How To Set Up AWS for Cumulus

This guide will explain how to configure your AWS cloud to add the S3 buckets, Athena tables, and more that Cumulus will need. It assumes you are familiar with AWS.

At the end, you’ll be given a CloudFormation template that will do all the hard work for you.

End Goal

By the end of this guide, you’ll have multiple S3 buckets to both receive the output of Cumulus ETL and to store the results of Athena queries.

You’ll also have defined a Glue database and crawler to map the output of Cumulus ETL onto Glue tables, which Athena can then query.

But all of that can be grouped into three different stages:

Cumulus ETL (S3 buckets)
Glue (tables)
Athena (bucket & configuration)

Cumulus ETL

You’re going to create two buckets. One for the de-identified Cumulus ETL output and one for build artifacts (which holds PHI). They’ll each need similar security policies, but Glue will only look at the output bucket.

You also don’t need to store your build artifacts in this S3 bucket. Once you get to actually running Cumulus ETL, there will be an on-premises option for that. Though you do need to use an S3 bucket for the de-identified Cumulus ETL output.

These buckets will require encryption and allow access to the user role that is running Cumulus ETL.

Glue

Glue is an AWS product that creates table schemas based on the files in the Cumulus ETL output bucket.

You’re going to create a database to hold the tables and a crawler that scans the Cumulus ETL output bucket, creating the tables.

After the first crawler run that creates the tables & schemas, you’ll only need to run it again if new tables get added or schemas change (maybe your institution started adding new metadata to FHIR resources).

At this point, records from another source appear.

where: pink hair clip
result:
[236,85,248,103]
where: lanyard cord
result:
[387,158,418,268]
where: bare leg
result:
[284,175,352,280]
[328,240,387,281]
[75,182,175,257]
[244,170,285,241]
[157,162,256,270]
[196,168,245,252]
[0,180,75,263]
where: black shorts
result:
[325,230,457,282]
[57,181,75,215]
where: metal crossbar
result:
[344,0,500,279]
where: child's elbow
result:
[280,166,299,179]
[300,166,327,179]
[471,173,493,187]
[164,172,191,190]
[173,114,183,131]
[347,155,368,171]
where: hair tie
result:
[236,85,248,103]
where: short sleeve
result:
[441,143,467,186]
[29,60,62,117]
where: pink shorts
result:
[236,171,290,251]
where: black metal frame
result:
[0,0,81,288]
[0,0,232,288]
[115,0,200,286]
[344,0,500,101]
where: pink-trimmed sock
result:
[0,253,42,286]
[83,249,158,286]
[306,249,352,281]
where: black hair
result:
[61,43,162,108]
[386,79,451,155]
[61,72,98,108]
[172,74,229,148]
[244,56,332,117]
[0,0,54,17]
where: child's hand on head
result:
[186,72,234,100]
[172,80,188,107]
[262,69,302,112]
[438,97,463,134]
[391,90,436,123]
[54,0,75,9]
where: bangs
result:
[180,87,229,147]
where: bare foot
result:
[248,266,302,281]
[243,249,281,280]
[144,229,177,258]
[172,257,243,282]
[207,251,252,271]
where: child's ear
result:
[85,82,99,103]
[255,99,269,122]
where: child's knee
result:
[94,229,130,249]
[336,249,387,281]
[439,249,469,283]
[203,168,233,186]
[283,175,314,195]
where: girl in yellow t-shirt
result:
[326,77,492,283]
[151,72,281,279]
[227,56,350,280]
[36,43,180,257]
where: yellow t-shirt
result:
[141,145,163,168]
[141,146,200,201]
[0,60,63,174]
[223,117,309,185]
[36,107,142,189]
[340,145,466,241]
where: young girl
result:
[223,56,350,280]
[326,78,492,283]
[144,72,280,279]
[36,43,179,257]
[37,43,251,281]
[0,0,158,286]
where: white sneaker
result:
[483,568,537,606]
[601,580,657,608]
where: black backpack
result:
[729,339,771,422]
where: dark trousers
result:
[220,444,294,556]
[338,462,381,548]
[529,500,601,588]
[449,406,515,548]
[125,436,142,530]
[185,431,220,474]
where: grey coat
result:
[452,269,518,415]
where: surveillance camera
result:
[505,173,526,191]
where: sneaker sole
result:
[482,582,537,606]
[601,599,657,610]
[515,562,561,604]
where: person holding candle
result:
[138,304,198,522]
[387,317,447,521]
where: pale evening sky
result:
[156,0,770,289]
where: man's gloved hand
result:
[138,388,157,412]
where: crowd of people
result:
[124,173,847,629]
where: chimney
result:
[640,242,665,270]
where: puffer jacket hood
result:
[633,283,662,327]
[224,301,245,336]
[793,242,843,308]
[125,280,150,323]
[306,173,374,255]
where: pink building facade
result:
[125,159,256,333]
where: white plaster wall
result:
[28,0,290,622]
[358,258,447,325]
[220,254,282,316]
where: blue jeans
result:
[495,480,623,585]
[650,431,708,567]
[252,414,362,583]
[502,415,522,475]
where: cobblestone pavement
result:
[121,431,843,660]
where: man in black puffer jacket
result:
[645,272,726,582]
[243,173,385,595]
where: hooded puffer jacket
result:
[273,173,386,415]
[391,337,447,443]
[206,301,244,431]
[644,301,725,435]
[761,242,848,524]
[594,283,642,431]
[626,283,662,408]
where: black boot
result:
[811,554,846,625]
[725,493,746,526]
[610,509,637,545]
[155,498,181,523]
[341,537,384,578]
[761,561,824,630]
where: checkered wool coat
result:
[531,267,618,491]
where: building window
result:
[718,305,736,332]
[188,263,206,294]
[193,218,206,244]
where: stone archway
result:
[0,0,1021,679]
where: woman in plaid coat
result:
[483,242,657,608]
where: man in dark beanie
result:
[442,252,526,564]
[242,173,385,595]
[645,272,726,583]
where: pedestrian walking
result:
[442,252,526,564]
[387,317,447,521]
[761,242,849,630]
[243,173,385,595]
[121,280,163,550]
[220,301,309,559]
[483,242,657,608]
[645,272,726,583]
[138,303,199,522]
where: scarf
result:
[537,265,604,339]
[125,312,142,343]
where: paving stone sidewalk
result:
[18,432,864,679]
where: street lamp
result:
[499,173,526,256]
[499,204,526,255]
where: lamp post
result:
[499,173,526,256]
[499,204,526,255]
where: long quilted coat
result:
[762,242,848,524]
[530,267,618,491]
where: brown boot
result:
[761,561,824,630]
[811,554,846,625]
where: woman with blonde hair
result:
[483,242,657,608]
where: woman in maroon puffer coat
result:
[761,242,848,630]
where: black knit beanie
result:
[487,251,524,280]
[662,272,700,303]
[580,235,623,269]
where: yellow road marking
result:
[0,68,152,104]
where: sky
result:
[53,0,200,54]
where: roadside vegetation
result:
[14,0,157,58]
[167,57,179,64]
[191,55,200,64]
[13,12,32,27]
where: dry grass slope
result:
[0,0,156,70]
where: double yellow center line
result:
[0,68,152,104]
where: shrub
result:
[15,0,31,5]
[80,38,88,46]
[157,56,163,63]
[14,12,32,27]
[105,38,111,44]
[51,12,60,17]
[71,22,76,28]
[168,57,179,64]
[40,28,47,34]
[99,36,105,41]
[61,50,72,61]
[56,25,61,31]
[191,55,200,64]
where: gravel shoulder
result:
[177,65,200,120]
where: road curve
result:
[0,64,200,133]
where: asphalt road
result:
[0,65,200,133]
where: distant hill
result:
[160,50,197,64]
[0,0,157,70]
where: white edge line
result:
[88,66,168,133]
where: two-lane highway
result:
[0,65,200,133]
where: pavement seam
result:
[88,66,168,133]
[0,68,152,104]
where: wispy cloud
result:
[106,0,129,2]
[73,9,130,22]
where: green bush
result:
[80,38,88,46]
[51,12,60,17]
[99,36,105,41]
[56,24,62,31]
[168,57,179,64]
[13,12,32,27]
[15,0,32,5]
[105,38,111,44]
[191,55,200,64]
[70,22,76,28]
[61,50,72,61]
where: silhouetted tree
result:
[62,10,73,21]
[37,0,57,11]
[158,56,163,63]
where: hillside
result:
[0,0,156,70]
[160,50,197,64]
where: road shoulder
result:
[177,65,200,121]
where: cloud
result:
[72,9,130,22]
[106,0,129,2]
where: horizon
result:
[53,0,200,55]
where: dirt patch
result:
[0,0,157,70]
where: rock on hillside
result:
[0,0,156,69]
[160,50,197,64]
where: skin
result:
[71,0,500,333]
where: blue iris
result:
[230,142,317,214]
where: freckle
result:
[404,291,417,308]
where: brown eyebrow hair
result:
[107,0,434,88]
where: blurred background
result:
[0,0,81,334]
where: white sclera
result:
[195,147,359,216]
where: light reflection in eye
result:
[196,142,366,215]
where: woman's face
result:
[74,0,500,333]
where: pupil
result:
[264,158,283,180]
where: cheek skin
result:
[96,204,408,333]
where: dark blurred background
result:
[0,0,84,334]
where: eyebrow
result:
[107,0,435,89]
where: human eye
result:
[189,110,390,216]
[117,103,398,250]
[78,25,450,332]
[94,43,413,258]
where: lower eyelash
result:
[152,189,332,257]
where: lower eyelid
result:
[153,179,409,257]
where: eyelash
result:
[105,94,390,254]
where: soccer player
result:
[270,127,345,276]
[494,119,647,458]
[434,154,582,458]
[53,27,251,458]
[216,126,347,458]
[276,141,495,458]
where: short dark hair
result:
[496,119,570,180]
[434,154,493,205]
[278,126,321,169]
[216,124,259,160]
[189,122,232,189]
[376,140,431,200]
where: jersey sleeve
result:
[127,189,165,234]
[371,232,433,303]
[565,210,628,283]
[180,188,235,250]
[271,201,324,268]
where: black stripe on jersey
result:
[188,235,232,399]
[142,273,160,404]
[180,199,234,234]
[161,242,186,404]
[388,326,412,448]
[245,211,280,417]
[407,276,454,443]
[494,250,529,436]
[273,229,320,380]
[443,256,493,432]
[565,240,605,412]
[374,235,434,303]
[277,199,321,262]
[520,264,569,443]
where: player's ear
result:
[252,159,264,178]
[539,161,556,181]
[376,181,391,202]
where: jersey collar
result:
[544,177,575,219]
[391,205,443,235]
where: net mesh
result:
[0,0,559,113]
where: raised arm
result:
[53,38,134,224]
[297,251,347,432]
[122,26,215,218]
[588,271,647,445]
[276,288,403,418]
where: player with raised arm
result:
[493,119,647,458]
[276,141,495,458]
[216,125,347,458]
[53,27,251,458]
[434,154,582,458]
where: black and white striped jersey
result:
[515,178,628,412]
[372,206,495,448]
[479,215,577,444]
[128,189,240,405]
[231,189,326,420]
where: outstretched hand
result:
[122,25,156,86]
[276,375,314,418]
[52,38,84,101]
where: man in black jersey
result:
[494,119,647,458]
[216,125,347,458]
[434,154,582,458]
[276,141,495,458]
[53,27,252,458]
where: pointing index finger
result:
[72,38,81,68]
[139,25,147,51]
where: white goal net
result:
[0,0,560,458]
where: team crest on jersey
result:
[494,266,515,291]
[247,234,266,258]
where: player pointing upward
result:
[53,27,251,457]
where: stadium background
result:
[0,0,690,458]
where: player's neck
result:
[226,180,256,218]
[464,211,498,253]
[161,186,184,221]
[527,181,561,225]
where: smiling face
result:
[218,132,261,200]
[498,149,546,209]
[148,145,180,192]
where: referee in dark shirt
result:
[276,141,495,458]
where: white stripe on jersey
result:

We’ll set this crawler to run once a month, to pick up the occasional schema changes. But it can also be run manually when you know a change occurred, or a new table was added.

Athena

Athena is an AWS product that can run SQL queries against Glue tables. It’s how we’ll generate the patient counts for studies.

You’re going to create a bucket to hold Athena query results and an Athena workgroup to configure Athena.

Cloud Formation

The easy way to set this all up is simply use a CloudFormation template. Here’s an example template that should work for your needs, but can be customized as you like.

That’s worth emphasizing - your setup does not need to be this exact CloudFormation setup. This is provided merely for convenience, but if you want to use one bucket instead of three or change the name of the database, that’s totally fine. The important thing is that you end up with a crawler that feeds data to a database for Athena.

Though if you do use this template, note that it takes five parameters:

Bucket prefix
Database prefix
ETL Subdirectory, matching the subdirectory you pass to Cumulus ETL
KMS key ARN for encryption
Upload Role ARN, matching the user that runs Cumulus ETL

Once you create this CloudFormation stack, that’s it! You’ve configured AWS to receive data from Cumulus ETL.